The dollar and interest-rate path: the ongoing war supports the dollar as a safe haven, but the Federal Reserve has clearly said it will rely on data. Once the marginal geopolitical shock to supply chains weakens, rate-cut expectations will be repriced, and the high-beta storage track (FIL) will rebound first.
FIL’s alternative attributes: it is neither oil nor gold. It is Web3 infrastructure. Institutions are treating “decentralized storage” as a hedge against the fragmentation of data sovereignty— the messier the war gets, the harder the logic for distributed storage becomes.
📊 Order book anomalies
The sell wall in the screenshot (0.9438–0.9439) is not thick; instead, dense buy orders stack up in the 0.9420–0.9427 range. A typical “pressure-and-accumulate” pattern—price doesn’t rise, but the ability to absorb orders below keeps strengthening.

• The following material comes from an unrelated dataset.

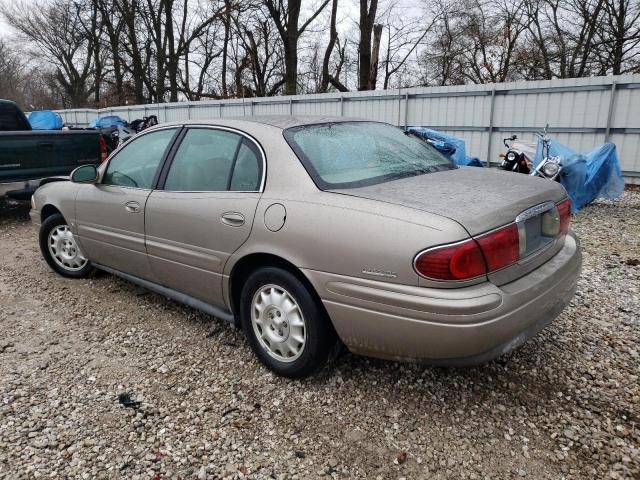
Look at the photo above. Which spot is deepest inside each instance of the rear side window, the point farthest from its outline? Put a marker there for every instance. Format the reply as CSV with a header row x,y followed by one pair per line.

B 49.32% / S 50.68%—buy and sell are nearly balanced, indicating a game of equilibrium while waiting for the variable that breaks the deadlock.
🎯 Professional conclusion (not an emotional trade call)
FIL is in the left-side observation zone of “geopolitical risk dulled + technical bottom confirmed.”
If over the next two weeks it does not fall back below 0.9326 and it also stands above 0.9684 on increased volume (24h high), then a reversal rally under the shadow of war may begin.
First target: 1.05; second target: 1.20. Set the stop-loss at 0.9250.
⚠️ One last sentence
The war hasn’t ended, so there will be no “peace bull market gift package.”
But precisely because of that, the market is offering a discount—what professional traders make is never the benefit of peace, but the mispricing of errors amid chaos.
With this hammer line in FIL, are you using a magnifying glass to look at it—or a telescope?